So, if I'm reading this right, the Hijvin were becoming Slaanesh and it took one of the oldest Uninvolved going full Khorn to stop them.
This misses quite a bit in translation, not least that the Uninvolved whose perspective you saw wasn't acting out of rage. They were acting out of what was, to them, dreadful necessity. They were still very much in control of themselves - had they not been, they never would have restrained the attack form they used to annihilate the Hijvin. And an Uninvolved going 'full Khorne' as you put it would never have offered an apology.
This one did.
No, just that the reaction would be significantly less potent than if the action had been done by/to the Shiplords.
This misses some things in how emotional response is observed to work in humans - after all, if not being a party an act is done to/by would reduce emotional impact, then the Holocaust never would have been seen as such a horrific in the first place, let alone continued to be seen as such.
Humans are capable of exceptional levels of emotional response purely from observation of a situation, this is why charitable groups often highlight the horrors that large portions of our species go through every day in their attempts to get the money to stop it.
From that perspective alone, expecting a lower grade response due to being on the relative sidelines (the massive war that wiped out entire star systems notwithstanding) would seem flawed.
Consider how the Shiplords referred to the Sphere, they called them "our last true Enemy". That means something.
Here is a fun question: Does that count as masturbation or sex?
Sex. The description of the film from Wiki makes that connection easy to draw. The chip became sentient, therefore it's another life, therefore it's sex with another being - the specifics are kinda irrelevant beyond that.
Now I'm going to take a moment to talk about timescales. Humanity has seen a general measure of galactic time measurement that is referred to as 'stellar cycles', with a length roughly two thirds again that of human years. All races among the Group of Six as well as the Shiplords themselves appear to use this standard measure.
Humanity continues to utilise the Earth year as their primary form of long-term measurement, but that's likely to change - if for no other reason than simplifying things in translations. Syncing up logistical networks and the like works much better when everyone's time-units are the same.
But these are units created by species that started out with set lifespans. That approached life from the perspective of "how long do I get" in their cultural beginnings. It makes sense, of course, to measure your life compared to the movements of planets around their primaries. Where exactly the original Stellar Cycle came from is something of a mystery. It's suspected that it's of Shiplord origin, but no one outside of them appears to know for sure.
The Uninvolved, however, are beings that exist across a truly monumental scale. Exactly what they do with all their time hasn't been explained, though humanity now knows that there are significant groups within them that support and oppose the current state of galactic affairs. That's not important here, though. Uninvolved come into existence by essentially accepting death and by that acceptance transcending it - the matter of their slow fading as they reach truly ancient years is a cause of much curiosity for the younger Uninvolved, but no fear. Maybe it's death, maybe it's something else, but none of the elder Uninvolved have ever run from it as far as Tahkel could tell you.

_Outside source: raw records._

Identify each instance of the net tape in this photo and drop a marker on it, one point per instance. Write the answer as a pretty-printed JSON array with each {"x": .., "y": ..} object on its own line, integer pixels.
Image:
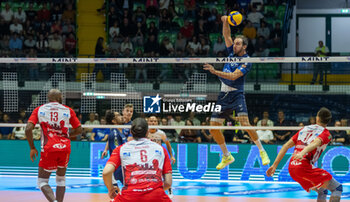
[{"x": 179, "y": 60}]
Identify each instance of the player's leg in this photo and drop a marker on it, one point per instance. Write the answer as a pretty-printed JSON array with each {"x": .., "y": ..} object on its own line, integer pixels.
[
  {"x": 43, "y": 184},
  {"x": 60, "y": 183},
  {"x": 335, "y": 187}
]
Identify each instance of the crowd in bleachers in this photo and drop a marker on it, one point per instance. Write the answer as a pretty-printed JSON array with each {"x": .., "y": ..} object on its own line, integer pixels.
[{"x": 341, "y": 137}]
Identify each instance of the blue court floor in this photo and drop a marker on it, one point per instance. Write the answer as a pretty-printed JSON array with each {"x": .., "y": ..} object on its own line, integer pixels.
[{"x": 210, "y": 188}]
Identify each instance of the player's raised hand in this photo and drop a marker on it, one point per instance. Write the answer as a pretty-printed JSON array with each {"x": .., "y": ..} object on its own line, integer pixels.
[
  {"x": 173, "y": 160},
  {"x": 224, "y": 18},
  {"x": 271, "y": 171},
  {"x": 111, "y": 193},
  {"x": 33, "y": 154},
  {"x": 209, "y": 68},
  {"x": 104, "y": 153}
]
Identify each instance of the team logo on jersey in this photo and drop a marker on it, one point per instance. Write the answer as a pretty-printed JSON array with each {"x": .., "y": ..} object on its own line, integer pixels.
[
  {"x": 59, "y": 146},
  {"x": 151, "y": 104},
  {"x": 126, "y": 154}
]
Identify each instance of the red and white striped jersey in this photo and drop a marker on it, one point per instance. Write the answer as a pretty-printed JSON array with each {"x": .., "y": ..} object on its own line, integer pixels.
[
  {"x": 306, "y": 135},
  {"x": 144, "y": 163},
  {"x": 54, "y": 119}
]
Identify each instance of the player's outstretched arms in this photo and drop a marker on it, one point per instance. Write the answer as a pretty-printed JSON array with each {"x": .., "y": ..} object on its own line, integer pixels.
[
  {"x": 279, "y": 157},
  {"x": 226, "y": 31}
]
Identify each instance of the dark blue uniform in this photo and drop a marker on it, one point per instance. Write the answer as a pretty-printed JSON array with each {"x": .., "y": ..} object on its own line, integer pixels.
[{"x": 233, "y": 99}]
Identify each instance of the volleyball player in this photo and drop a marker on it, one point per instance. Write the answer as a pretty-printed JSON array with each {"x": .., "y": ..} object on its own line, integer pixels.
[
  {"x": 54, "y": 119},
  {"x": 158, "y": 136},
  {"x": 231, "y": 96},
  {"x": 309, "y": 144},
  {"x": 146, "y": 168}
]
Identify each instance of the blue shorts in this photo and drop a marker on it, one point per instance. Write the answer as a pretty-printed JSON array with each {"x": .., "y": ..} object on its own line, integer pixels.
[{"x": 230, "y": 101}]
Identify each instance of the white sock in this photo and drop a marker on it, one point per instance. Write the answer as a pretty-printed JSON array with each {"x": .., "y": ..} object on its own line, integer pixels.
[
  {"x": 258, "y": 143},
  {"x": 224, "y": 149}
]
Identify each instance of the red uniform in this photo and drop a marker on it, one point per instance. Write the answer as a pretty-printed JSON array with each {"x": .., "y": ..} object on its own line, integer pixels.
[
  {"x": 144, "y": 163},
  {"x": 304, "y": 172},
  {"x": 54, "y": 119}
]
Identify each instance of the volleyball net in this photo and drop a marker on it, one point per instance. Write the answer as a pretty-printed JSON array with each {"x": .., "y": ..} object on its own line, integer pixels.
[{"x": 171, "y": 87}]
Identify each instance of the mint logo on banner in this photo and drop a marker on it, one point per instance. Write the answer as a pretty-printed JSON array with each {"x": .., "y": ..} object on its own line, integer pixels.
[{"x": 151, "y": 104}]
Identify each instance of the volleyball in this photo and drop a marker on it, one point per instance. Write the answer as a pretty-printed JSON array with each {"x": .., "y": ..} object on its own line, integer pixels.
[{"x": 234, "y": 18}]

Of highest import here, however, is the scale across which such beings live. Most races endure under Shiplord hegemony for six to ten thousand years under the current system - the Sarthee are somewhere between those figures at the moment. An Uninvolved can expect to persist for hundreds of thousands of years. This has a predictable knock-on effect on how they interact with time.

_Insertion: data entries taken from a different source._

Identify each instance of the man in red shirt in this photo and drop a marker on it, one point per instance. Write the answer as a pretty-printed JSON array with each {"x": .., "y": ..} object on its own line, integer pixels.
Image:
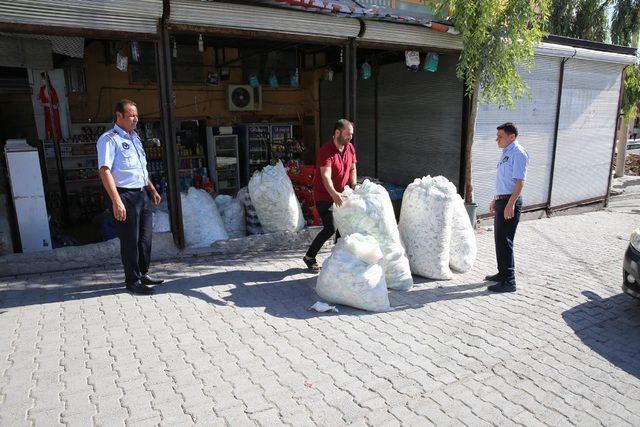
[{"x": 335, "y": 168}]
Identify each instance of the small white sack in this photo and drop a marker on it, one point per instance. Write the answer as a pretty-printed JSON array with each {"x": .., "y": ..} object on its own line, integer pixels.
[
  {"x": 353, "y": 274},
  {"x": 425, "y": 226},
  {"x": 368, "y": 210},
  {"x": 232, "y": 213},
  {"x": 202, "y": 222},
  {"x": 161, "y": 222},
  {"x": 275, "y": 201},
  {"x": 463, "y": 240}
]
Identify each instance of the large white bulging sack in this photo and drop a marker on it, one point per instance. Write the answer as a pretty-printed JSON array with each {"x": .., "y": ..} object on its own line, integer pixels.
[
  {"x": 425, "y": 226},
  {"x": 251, "y": 217},
  {"x": 368, "y": 210},
  {"x": 463, "y": 240},
  {"x": 201, "y": 219},
  {"x": 353, "y": 274},
  {"x": 275, "y": 201},
  {"x": 232, "y": 213}
]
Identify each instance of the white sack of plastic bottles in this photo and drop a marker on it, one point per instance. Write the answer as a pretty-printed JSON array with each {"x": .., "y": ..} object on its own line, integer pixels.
[
  {"x": 368, "y": 210},
  {"x": 353, "y": 274},
  {"x": 463, "y": 240},
  {"x": 201, "y": 219},
  {"x": 275, "y": 201},
  {"x": 232, "y": 213},
  {"x": 425, "y": 226},
  {"x": 251, "y": 217}
]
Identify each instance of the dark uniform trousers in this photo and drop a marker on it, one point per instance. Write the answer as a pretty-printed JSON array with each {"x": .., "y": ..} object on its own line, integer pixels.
[
  {"x": 135, "y": 233},
  {"x": 504, "y": 233},
  {"x": 324, "y": 210}
]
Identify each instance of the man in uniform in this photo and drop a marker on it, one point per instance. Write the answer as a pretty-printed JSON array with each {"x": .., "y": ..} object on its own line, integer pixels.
[
  {"x": 123, "y": 170},
  {"x": 506, "y": 205},
  {"x": 335, "y": 168}
]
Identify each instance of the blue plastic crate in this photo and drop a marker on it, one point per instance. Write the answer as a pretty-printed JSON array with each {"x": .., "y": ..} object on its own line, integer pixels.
[{"x": 395, "y": 191}]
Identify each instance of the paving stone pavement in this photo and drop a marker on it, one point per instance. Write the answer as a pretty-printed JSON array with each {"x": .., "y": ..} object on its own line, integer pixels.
[{"x": 228, "y": 341}]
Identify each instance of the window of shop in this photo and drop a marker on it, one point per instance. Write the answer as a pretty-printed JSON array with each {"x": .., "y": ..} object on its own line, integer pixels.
[
  {"x": 264, "y": 65},
  {"x": 144, "y": 69}
]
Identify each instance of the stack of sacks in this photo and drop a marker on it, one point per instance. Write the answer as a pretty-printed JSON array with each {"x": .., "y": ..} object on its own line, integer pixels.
[
  {"x": 368, "y": 210},
  {"x": 251, "y": 216},
  {"x": 353, "y": 274},
  {"x": 275, "y": 201},
  {"x": 201, "y": 219},
  {"x": 435, "y": 229},
  {"x": 232, "y": 213}
]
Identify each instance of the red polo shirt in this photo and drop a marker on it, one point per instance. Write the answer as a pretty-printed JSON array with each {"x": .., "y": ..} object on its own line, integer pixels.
[{"x": 340, "y": 164}]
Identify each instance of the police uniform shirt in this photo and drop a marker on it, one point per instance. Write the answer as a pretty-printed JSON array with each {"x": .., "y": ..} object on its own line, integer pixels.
[
  {"x": 513, "y": 165},
  {"x": 124, "y": 155}
]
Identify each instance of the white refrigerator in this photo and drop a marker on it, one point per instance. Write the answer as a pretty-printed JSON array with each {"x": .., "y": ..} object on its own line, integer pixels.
[{"x": 27, "y": 191}]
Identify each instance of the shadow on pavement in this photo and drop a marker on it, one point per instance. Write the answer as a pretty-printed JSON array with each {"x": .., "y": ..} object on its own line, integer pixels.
[
  {"x": 285, "y": 293},
  {"x": 610, "y": 327},
  {"x": 35, "y": 294}
]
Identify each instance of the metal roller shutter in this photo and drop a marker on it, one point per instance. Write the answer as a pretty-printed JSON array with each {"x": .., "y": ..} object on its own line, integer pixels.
[
  {"x": 419, "y": 128},
  {"x": 331, "y": 105},
  {"x": 365, "y": 128},
  {"x": 139, "y": 16},
  {"x": 588, "y": 114},
  {"x": 536, "y": 120},
  {"x": 255, "y": 18}
]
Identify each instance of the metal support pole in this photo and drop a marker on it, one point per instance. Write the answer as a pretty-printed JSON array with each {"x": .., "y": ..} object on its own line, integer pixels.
[{"x": 165, "y": 85}]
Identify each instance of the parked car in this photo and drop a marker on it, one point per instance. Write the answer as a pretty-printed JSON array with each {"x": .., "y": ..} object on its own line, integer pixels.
[{"x": 631, "y": 266}]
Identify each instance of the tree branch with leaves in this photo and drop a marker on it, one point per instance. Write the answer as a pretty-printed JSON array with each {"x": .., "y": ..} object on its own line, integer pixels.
[{"x": 499, "y": 38}]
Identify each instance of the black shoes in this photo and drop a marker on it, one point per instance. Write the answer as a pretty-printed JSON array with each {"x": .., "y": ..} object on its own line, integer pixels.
[
  {"x": 311, "y": 263},
  {"x": 503, "y": 286},
  {"x": 493, "y": 278},
  {"x": 139, "y": 288},
  {"x": 148, "y": 280}
]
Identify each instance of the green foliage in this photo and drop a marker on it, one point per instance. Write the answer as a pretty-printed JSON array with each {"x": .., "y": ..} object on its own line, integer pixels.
[
  {"x": 561, "y": 17},
  {"x": 631, "y": 95},
  {"x": 499, "y": 36},
  {"x": 590, "y": 21},
  {"x": 625, "y": 23}
]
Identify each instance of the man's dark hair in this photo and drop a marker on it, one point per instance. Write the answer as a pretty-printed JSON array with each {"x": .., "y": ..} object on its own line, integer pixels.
[
  {"x": 120, "y": 106},
  {"x": 509, "y": 128},
  {"x": 341, "y": 124}
]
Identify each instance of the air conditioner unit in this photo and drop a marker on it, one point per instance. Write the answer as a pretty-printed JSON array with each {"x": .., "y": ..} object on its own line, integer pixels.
[{"x": 244, "y": 98}]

There are two polities in all the galaxy that may contain examples of sentient life older than an Uninvolved. One of these is the Shiplords. The other are the Neras.

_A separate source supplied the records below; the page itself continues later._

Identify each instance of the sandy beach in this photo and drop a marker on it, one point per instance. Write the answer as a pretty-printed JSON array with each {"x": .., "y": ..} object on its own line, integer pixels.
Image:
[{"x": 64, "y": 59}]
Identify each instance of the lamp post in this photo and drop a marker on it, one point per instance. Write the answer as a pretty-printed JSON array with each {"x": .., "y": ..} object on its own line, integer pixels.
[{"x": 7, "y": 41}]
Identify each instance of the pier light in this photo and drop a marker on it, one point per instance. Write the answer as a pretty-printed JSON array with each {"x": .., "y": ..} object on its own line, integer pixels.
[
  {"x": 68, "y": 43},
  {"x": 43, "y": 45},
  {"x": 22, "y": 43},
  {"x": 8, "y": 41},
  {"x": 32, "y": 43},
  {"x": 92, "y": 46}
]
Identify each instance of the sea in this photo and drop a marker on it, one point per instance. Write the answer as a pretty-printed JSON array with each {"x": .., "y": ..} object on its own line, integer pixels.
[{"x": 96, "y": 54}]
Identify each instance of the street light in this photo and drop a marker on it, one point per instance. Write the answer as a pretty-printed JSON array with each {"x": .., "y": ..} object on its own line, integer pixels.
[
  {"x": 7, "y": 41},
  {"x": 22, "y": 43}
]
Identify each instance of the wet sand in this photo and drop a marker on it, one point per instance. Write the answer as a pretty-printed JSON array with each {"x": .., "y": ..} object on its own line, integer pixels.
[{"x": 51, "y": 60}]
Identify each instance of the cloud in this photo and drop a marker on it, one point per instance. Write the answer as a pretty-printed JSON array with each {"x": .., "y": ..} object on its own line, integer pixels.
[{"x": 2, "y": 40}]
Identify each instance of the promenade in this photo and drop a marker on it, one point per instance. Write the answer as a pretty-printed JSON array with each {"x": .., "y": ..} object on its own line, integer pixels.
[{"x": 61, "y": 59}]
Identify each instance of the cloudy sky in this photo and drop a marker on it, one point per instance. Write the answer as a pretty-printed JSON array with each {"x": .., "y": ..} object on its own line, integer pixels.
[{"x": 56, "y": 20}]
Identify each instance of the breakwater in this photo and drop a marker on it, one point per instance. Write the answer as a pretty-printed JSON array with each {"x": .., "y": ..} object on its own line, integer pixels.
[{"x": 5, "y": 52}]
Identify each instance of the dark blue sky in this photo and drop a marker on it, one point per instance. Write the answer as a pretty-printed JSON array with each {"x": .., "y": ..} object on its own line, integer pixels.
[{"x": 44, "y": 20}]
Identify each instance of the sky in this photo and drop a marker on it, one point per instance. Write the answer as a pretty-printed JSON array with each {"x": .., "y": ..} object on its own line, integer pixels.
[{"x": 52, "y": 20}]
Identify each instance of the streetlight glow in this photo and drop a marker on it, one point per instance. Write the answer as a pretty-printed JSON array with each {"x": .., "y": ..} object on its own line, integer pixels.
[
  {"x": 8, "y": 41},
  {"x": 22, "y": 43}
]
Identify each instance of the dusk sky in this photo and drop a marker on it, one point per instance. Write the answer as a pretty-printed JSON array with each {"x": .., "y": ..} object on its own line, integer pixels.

To reduce this: consider the Asari in Mass Effect, with their ability to plan across centuries compared to decades. Does time truly have the same affect on them? I doubt it. Now scale that up by three orders of magnitude, and consider this. The Uninvolved perspective was looking around between relative moments to see more stars die. Truly coordinated interstellar operations are effectively impossible to coordinate that closely due to how First Secret drives work.
So when you look at those moments, consider how the phrase "time is relative" isn't just about relativity. It's about what time means to the one experiencing it.